Wir hinterlassen Spuren, nicht nur im Sand, wenn wir berühren Mensch und Natur, wir hinterlassen, manches bleibt liegen für eine unsere Zeit, und manches füge sich  ein in Kreislauf des ewigen kommen und gehen, doch manches, anderes zeichnet Narben, erzeugt Wunden die nicht verheilen.
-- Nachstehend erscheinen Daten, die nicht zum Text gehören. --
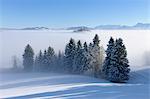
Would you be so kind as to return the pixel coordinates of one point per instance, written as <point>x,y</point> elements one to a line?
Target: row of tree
<point>83,58</point>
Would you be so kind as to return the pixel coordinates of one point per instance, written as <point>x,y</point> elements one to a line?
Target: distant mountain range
<point>137,26</point>
<point>84,28</point>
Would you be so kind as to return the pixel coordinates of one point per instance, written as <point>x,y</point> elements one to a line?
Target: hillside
<point>54,86</point>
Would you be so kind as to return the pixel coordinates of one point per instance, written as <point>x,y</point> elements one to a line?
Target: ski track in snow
<point>64,86</point>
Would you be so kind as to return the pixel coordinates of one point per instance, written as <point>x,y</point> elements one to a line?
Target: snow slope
<point>64,86</point>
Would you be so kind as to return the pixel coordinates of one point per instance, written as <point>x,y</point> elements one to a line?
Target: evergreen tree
<point>50,57</point>
<point>107,61</point>
<point>69,55</point>
<point>39,62</point>
<point>59,62</point>
<point>86,58</point>
<point>119,69</point>
<point>28,58</point>
<point>45,64</point>
<point>116,67</point>
<point>96,56</point>
<point>15,65</point>
<point>78,59</point>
Wir die Sippe der Menschen die große Nation der vermeintlich Wissenden maßen uns an ein zu greifen und was bewährt seit unzähligen Zeiten zu ändern  den Plan der sich kristallisiert seit ungezählten Zeiten in Frage zu stellen, warum, weshalb  Wir kommen wir gehen und unsere Spuren hinterlassen Schutt, Schmutz für nach uns kommende  Generationen , muss das sein soll das sein. Unsere vermeintlich Wissenden die Vertreter der Religionen hatten auch besudelt das Schöne den Körper mit Schmutz und warum ,  Macht, es geht immer um Macht und daran werden wir zerbrechen an  unserer vermeintlichen Macht  Die Götter erschufen das Edle den edlen Geist und was edel ist soll edel sein und bleiben  wir die Nachfolgen sollten erkennen die Demut, Demut vor uns vor dem Gegenüber und der Herberge,e der Natur nicht umsonst sprachen die, dir vor uns gewesen von Mutter Natur. Beginnen wir zu achten uns demütig zu beugen vor Mutter Natur.  d.B.